Bunun yanı sıra Kaili ile başlayan rüşvet soruşturması genişlemeye devam ediyor. Bir başka Yunan Milletvekili ve Avrupa Komisyonu Başkan Yardımsıcı Margaritis Schinas da kadraja girdi. Schinas, bir süre önce Kaili ile birlikte Katar'ı ziyaret etmiş ve dönüşte AB kulislerinde Dünya Kupası'na ev sahipliği yapan ülkenin reklamını yapmıştı.

Kaili davası, Avrupa Parlamentosu'ndaki ilk yolsuzluk skandalı değil. AB uzmanları yolsuzluk olaylarındaki düşüşü 2011 yılında yürürlüğe giren "AB Şeffaflık Sicili" uygulamasına bağlıyor ve ekliyorlar, "Ancak uygulamanın zayıf yönleri var. Ne yazık ki üçüncü ülkelerin etkisi şimdiye kadar tüm şeffaflık kurallarından muaf tutuldu" diyorlar.  

AB içerisinde Katar'a yönelik öfke büyüyor. Arka odalarda, "Katarlıların parayla her şeyi satın alamayacaklarını göstermeliyiz" benzeri cümlelerin sıkça sarf edildiği ifade ediliyor. Bu ülkeye yönelik yaptırımlar da planlanıyor. İlk etapta, uygulanması planlanan vize serbestisi askıya alınacak. İkinci planda ise bu ayın sonunda AP milletvekillerinin Katar'a yapmayı planladıkları gezi iptal edilecek. Açıklamalar şimdilik böyle.

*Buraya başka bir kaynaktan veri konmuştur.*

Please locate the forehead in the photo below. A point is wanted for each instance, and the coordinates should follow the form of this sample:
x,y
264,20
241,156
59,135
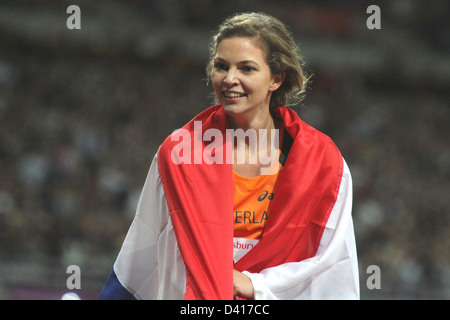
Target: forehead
x,y
241,49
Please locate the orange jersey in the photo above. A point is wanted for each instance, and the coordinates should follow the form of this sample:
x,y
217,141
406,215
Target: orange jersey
x,y
251,200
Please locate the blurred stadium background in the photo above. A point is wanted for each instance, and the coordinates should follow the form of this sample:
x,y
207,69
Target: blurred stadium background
x,y
82,113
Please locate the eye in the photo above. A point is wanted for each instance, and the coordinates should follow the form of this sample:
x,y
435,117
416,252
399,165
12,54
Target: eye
x,y
248,69
220,66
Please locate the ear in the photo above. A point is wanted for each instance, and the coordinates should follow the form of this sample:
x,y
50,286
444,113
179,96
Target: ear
x,y
277,81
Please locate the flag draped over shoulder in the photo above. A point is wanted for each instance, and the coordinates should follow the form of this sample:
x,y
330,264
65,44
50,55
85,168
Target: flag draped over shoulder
x,y
199,199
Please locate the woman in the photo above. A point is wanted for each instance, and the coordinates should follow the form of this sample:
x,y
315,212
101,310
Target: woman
x,y
216,220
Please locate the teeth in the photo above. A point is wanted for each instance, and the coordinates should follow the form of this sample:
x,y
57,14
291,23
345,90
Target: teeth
x,y
233,95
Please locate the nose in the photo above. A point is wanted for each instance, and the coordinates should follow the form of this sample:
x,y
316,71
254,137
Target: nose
x,y
230,78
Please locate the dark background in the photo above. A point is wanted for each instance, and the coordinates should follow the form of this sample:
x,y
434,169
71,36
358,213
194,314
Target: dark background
x,y
82,113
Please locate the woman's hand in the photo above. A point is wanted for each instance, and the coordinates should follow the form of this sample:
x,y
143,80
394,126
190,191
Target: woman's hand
x,y
243,287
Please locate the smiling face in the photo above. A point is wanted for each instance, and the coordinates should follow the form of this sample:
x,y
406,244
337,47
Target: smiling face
x,y
242,79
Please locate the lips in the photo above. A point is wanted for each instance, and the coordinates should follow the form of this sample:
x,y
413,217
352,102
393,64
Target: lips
x,y
233,95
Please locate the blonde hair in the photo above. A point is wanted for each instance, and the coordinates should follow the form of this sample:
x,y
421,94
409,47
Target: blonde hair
x,y
282,54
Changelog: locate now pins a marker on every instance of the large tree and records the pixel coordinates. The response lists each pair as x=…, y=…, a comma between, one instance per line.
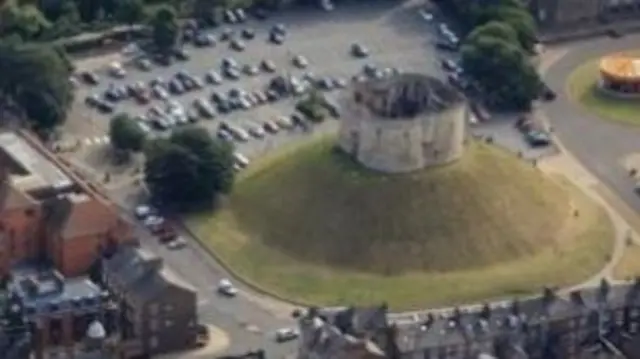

Avrupa'da sular durulmuyor bir türlü. Her gün başka bir olay gündemi belirliyor. Darbe planları, yolsuzluk olayları... Birliğin üst yönetim kadrosu art arda yaşanan sıkıntılı olayların şaşkınlığını üzerinden atıp, çözüme yönelik adımlar atmaya başlayana kadar sulh ortamının sağlanamayacağı görülüyor. Ezcümle Avrupa'yı soğuk bir kış ve oldukça sıcak bir gündem bekliyor.